綾乃ちゃんは、結構大きな小学校受験用の幼児塾の有名な講師で、しかもその実力が認められて30過ぎにして既に、役員だ。

仕事は滅茶苦茶できるらしい。

現に、普段は完璧と言えるほどの女性だ。

だけど、それは表向きで・・・私生活・・・というか、オフ状態の時の彼女は、それとは正反対のちょっと抜けている女の子だ。

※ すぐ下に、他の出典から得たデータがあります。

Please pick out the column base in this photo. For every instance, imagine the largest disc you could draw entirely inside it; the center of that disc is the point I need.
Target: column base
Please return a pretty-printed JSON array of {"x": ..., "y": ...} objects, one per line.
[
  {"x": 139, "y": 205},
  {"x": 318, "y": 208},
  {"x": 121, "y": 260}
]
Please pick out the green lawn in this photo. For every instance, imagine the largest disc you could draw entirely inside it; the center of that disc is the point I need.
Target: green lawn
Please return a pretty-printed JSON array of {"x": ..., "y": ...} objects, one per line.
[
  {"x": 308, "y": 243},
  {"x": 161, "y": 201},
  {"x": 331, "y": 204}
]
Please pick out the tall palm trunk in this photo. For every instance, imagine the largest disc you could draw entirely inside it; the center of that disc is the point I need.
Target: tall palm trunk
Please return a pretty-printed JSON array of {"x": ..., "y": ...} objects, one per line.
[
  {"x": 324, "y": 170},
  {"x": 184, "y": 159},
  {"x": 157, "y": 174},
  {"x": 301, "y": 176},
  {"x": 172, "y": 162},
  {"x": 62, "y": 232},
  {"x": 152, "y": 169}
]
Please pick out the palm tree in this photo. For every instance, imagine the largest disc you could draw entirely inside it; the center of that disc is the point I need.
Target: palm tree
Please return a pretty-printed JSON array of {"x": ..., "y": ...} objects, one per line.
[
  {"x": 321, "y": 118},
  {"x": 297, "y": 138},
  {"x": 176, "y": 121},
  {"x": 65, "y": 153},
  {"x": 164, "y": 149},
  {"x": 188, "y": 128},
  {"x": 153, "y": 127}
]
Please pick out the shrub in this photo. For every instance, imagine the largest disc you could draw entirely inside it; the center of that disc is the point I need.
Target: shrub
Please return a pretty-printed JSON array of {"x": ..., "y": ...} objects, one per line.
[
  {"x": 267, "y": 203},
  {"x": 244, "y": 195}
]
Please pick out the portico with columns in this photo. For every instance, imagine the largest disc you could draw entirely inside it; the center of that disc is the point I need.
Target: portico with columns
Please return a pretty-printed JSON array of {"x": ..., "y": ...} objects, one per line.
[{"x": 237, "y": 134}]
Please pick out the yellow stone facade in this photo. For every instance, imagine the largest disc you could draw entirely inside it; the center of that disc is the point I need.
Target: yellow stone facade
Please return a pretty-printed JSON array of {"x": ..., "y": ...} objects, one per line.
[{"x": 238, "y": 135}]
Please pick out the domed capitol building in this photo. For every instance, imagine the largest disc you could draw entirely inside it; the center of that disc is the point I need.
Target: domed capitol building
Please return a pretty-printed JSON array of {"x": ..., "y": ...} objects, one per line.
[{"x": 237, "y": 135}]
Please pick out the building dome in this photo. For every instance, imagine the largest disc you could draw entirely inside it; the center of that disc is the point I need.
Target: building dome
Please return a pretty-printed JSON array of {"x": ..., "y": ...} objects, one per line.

まあ、丈治はその素の綾乃ちゃんにメロメロだから、2人はうまくいっているのだが。

だから、綾乃ちゃんは知らない人が居る席では、完璧な女性を続ける。

プライベートで綾乃ちゃんがそれを続けるのを丈治は嫌がる。

確かに、疲れるだろうし。


椿ちゃんに聞いて、OKだったらいいぞと答えると、丈治は納得してまたコーヒーを口に運んだ。


と、その時。


「あっ、木村さん?お久しぶりですー。」


聞いたことのあるような甘ったるい、けれど、滑舌のよい声が聞こえてきた。


振り向くと、いつぞやの合コンの、高木アナ。

横には、見たこのある女子アナ。

同僚だろう。

仕方がなく笑顔を作り、頭を下げた。


「あ、高木さん、ご無沙汰しています。」


そう応えると、丈治が舌打ちをした。

って、お前あからさま過ぎるだろう。

だけど、高木には聞こえなかったのか。


「あっ、もしかして。こちらって、ジャズピアニストの紺野丈治さんですか?開局60周年セレモニーの・・・。」


丈治をみつけ、更にテンションを上げた高木。

丈治は仕方がなく、無言で頭を下げた。

連れの女子アナも、テンションが上がっている。

そして、すぐ隣のテーブルに2人は座った。


まあ、俺はいいけど。

ほらな、丈治の眉間にしわが寄った。

そして、また時計を見る。


まあ、綾乃ちゃんにここに来るよう言ったから、いまさら移動できないしな。

たしか、開局60周年のセレモニー関連の時に、綾乃ちゃんもここでお茶を一緒に飲んだから、一番ここがわかりやすいだろうし。


そんなことを考えていたら。



「木村さん、私・・・夏のチャリティ番組のパーソナリティーほぼ確定なんです。紺野さん、こんどテーマ曲作曲と、番組内での生演奏されるんですよね?」


小さな声で、高木が話しかけてきた。

って、まだ決定していないのにそんなことを言っていいのか?

仕方がないので、ほほ笑んで曖昧にぼかす。


「うーん、決定じゃないから・・・なんとも、まだ言えません。でも、もしご一緒するようなことであれば、よろしくお願いします。」


丁寧に頭を下げた。

丈治が愛想をまったくふらないので、俺がフォローするしかない。


疲れる・・・。

しかも更に。


「こちらこそ、よろしくお願いします。あのう、木村さんこの後まだお仕事ですか?私達もう、上がりなんです。2人で食事いこうって言っていたんですけど、もしよかったら木村さん、紺野さ―――「悪ぃけど、俺今、嫁さん待ってんだよ。」


ぶっきらぼうな言葉で、甘ったるい高木の言葉を丈治がさえぎった。


「え?紺野さん、ご結婚されてるんですか?」


驚いた高木の声とほぼ同時に。



「丈治?」


綾乃ちゃんが登場。

あ、知らない人がいるから、完璧モードの綾乃ちゃんだ。


「遅ぇ。」


綾乃ちゃんの顔を見るなり、拗ねたようにそんなことを言いだした。

本当は、嬉しいくせに。

綾乃ちゃんもそれはわかっていて。


「すみません、急いできたのですが?」


クスクス笑って、丈治の横に腰を下ろした。


そしてその後、綾乃ちゃんをガン見している高木アナと連れの女子アナを、ふと綾乃ちゃんが見詰めた。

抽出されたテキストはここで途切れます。